Funciona de manera bastante más convincente la Decimoquinta sinfonía del ruso. Han pasado nada menos que treinta y seis años desde su notable grabación con la Filarmónica de Londres –probablemente su primer acercamiento a la obra, ya que el ciclo sinfónico de Shostakovich fue una imposición de Decca–, pero lo cierto es que Haitink no ha variado su visión de misma: sobria, rigurosa y de perfecto equilibrio entre lo onírico, lo sarcástico y lo ominoso, sin cargar las tintas en ninguno de estos aspectos (¡imposible no recordar el sarcasmo expresionista de Rozhdestvensky!). Con Haitink, como siempre, el análisis distanciado se impone frente a la vehemencia.
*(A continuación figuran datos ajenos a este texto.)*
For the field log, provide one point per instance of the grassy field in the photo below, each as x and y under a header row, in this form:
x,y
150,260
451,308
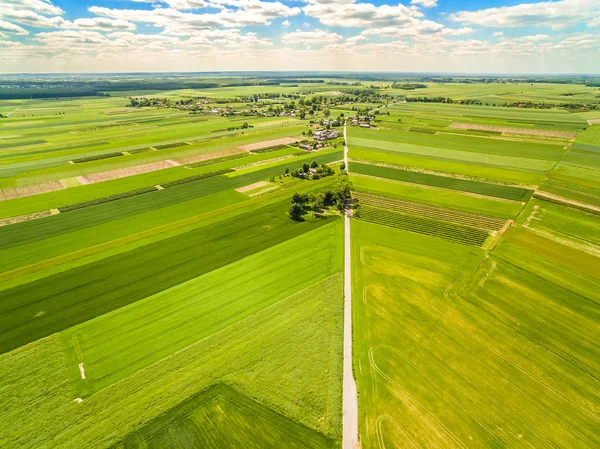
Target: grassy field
x,y
470,330
155,293
263,355
462,349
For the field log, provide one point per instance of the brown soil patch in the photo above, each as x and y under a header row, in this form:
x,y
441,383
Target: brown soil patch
x,y
21,218
206,156
268,189
265,162
127,171
268,143
256,185
566,201
521,131
19,192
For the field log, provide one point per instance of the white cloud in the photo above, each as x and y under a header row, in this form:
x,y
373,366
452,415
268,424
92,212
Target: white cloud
x,y
457,31
12,28
33,13
104,24
425,3
419,29
250,12
39,6
553,14
311,37
349,14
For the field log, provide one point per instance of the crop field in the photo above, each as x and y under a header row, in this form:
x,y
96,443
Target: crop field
x,y
143,285
173,267
445,182
462,349
475,274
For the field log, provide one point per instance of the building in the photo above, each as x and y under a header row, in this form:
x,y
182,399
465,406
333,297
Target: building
x,y
325,134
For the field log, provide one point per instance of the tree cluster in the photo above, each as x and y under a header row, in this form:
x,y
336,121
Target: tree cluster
x,y
318,201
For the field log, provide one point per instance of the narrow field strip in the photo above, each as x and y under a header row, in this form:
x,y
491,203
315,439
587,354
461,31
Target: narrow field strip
x,y
440,213
509,130
79,294
124,341
493,190
423,225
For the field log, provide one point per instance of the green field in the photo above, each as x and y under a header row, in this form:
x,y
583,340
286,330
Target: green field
x,y
489,348
155,291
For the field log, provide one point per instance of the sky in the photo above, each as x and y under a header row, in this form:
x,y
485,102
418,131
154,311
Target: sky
x,y
447,36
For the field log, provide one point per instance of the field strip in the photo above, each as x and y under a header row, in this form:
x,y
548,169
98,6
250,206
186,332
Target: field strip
x,y
350,393
590,249
445,174
256,185
268,143
500,375
20,192
265,162
411,403
509,130
477,195
442,213
119,243
263,191
566,202
27,217
207,156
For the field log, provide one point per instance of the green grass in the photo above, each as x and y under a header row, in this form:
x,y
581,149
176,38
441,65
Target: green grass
x,y
222,418
287,357
488,353
443,198
40,308
118,344
463,185
495,159
479,170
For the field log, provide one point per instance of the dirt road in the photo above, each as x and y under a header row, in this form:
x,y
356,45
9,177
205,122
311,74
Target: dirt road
x,y
350,400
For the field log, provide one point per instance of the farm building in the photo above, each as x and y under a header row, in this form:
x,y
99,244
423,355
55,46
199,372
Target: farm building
x,y
325,134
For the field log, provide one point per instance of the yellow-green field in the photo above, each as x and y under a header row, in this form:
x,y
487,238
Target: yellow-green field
x,y
155,291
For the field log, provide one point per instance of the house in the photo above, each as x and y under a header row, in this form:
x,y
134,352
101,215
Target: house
x,y
325,134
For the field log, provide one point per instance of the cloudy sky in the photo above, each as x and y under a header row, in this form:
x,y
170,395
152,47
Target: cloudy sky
x,y
467,36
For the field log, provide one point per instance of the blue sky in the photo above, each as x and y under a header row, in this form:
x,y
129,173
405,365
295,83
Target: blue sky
x,y
492,36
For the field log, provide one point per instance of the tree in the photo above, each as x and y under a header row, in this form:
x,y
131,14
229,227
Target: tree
x,y
296,211
342,189
318,203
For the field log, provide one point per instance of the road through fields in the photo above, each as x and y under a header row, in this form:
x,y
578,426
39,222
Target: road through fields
x,y
350,400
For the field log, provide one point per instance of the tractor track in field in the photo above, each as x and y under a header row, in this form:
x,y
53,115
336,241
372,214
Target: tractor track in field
x,y
350,395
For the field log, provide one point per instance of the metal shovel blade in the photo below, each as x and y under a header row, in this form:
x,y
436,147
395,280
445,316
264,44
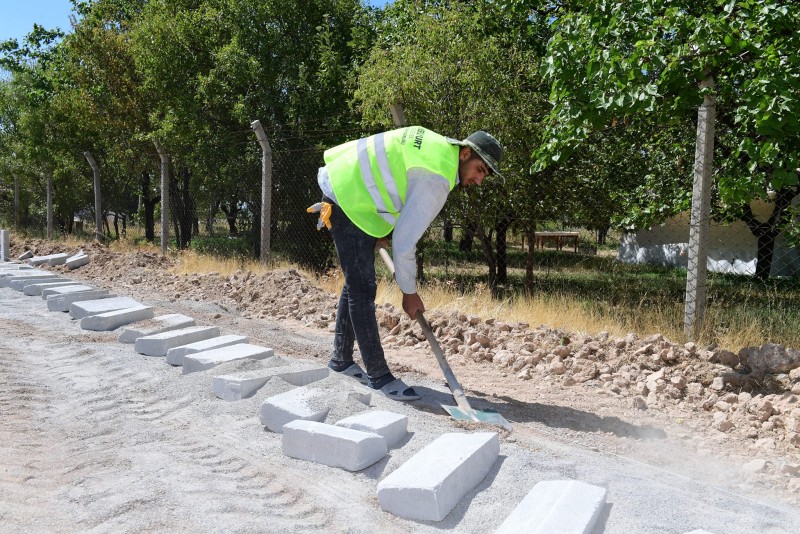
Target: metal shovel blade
x,y
462,412
478,416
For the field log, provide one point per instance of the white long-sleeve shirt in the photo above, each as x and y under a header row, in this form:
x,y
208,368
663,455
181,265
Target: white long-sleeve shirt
x,y
425,196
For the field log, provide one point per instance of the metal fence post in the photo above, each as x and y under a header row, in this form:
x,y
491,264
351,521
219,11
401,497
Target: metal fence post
x,y
162,154
49,207
697,269
98,214
16,202
266,189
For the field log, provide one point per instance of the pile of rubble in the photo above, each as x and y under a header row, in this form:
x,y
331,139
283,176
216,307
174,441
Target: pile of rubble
x,y
751,395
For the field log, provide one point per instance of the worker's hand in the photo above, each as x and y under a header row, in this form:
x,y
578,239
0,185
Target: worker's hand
x,y
412,304
382,242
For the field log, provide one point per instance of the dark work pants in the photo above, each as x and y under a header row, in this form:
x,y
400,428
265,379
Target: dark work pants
x,y
355,316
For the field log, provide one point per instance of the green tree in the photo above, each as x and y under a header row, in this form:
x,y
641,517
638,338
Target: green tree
x,y
609,60
458,67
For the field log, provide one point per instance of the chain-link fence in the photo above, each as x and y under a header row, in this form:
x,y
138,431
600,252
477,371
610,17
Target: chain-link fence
x,y
490,237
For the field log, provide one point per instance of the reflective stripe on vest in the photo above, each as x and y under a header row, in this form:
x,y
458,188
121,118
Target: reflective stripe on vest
x,y
386,177
369,176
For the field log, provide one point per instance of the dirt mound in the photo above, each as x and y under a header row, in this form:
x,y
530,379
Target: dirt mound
x,y
729,402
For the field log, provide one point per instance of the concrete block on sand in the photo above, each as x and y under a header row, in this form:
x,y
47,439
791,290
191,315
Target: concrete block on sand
x,y
64,290
58,259
175,355
157,325
159,344
8,268
393,427
36,289
8,276
331,445
85,308
21,284
63,302
567,506
40,260
301,403
103,322
244,385
432,482
79,260
13,276
208,359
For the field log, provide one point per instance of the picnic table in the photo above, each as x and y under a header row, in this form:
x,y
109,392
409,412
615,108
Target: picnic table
x,y
559,239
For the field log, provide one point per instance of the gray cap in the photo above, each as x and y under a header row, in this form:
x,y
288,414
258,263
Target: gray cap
x,y
487,147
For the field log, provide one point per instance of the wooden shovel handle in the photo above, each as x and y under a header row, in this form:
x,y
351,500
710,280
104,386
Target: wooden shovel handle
x,y
455,387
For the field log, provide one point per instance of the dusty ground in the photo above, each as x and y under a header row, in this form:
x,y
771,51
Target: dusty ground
x,y
685,418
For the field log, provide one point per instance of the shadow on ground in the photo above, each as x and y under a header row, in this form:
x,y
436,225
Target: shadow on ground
x,y
550,415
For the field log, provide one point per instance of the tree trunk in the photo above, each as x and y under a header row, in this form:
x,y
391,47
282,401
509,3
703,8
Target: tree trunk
x,y
448,231
602,234
149,202
230,215
465,243
491,261
501,246
530,232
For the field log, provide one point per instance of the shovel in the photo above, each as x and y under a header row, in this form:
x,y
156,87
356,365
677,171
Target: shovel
x,y
462,412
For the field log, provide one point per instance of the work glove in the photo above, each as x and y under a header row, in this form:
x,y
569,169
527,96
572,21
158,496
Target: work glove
x,y
325,209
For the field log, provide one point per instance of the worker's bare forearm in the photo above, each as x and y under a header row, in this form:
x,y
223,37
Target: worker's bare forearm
x,y
412,304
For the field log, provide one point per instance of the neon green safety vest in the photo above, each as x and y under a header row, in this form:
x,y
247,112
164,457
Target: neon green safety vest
x,y
369,175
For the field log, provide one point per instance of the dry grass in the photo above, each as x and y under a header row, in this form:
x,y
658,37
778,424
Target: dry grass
x,y
190,262
556,310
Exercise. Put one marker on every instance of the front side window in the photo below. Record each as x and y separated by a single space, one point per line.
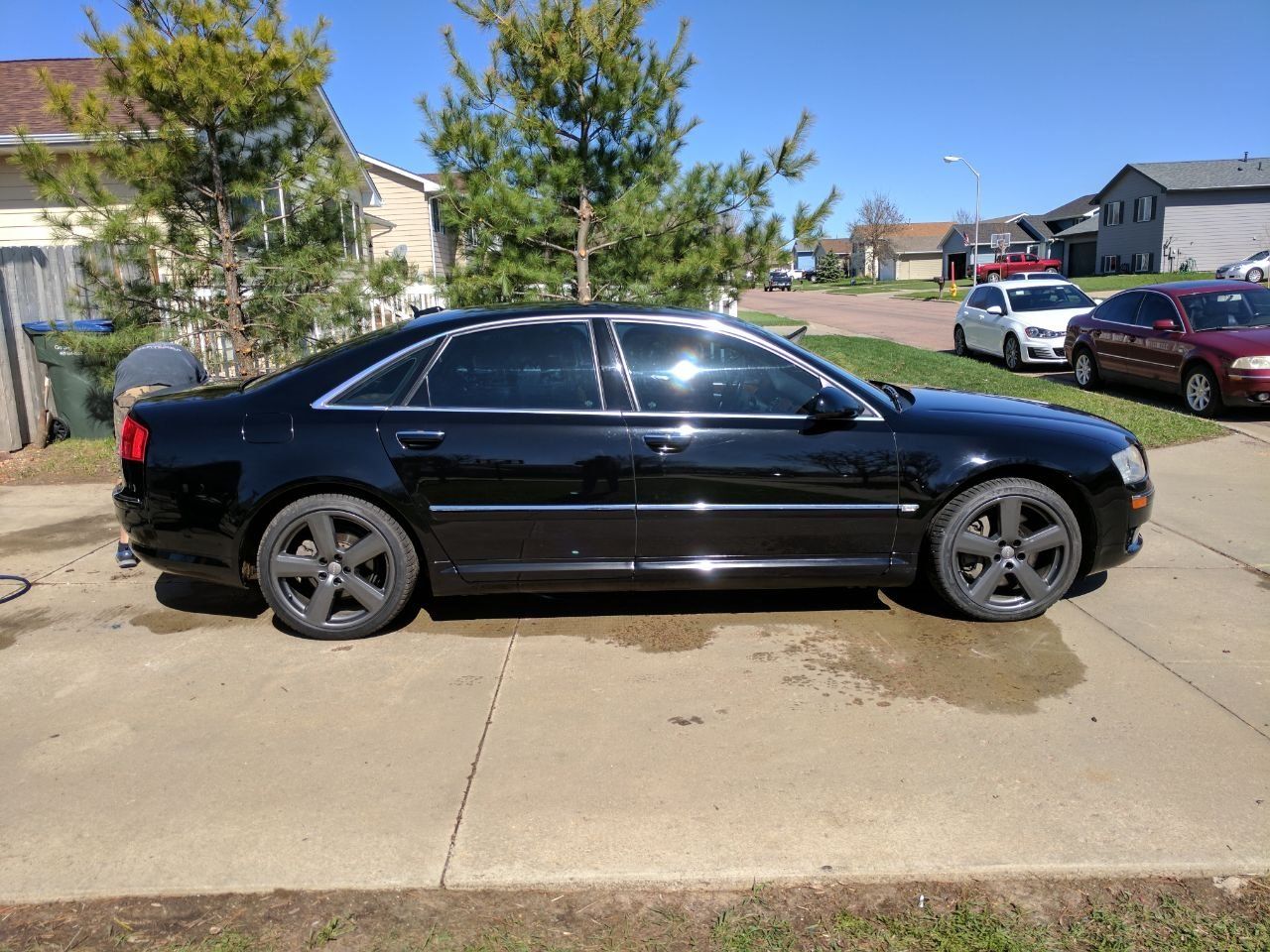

Los resultados, en cualquier caso, ahora son mejores que entonces, en parte porque el maestro ralentiza relativamente los tempi –un minuto más cada uno de los movimientos extremos– y, con ello, genera mejor la atmósfera ominosa que requiere la obra, y en parte porque en esta partitura antes camerística que sinfónica los primeros atriles desempeñan un papel fundamental, y los de la Filarmónica de Berlín poca competencia encuentran en virtuosismo y expresión. Bueno, consigo mismos: la grabación en vivo de la Berliner Philharmoniker con Kurt Sanderling de 1999 es mejor aún que esta (y que cualquier otra, con excepción de la del propio Sanderling en Cleveland).
En defintiva, interpretación no de referencia pero sí de mucha altura la de Haitink en Berlín, siempre que se esté de acuerdo con esta visión “desde el más allá” por completo alejada de la visceralidad expresionista. Por lo demás, produce escalofríos ver al maestro con ochenta y seis años a sus espaldas, y siendo consciente de quién le espera a la vuelta de la esquina, dirigir los últimos compases de la obra, significando estos lo que significan. Quizá por ello el público de la Philharmonie le aplaudiese con especial calor.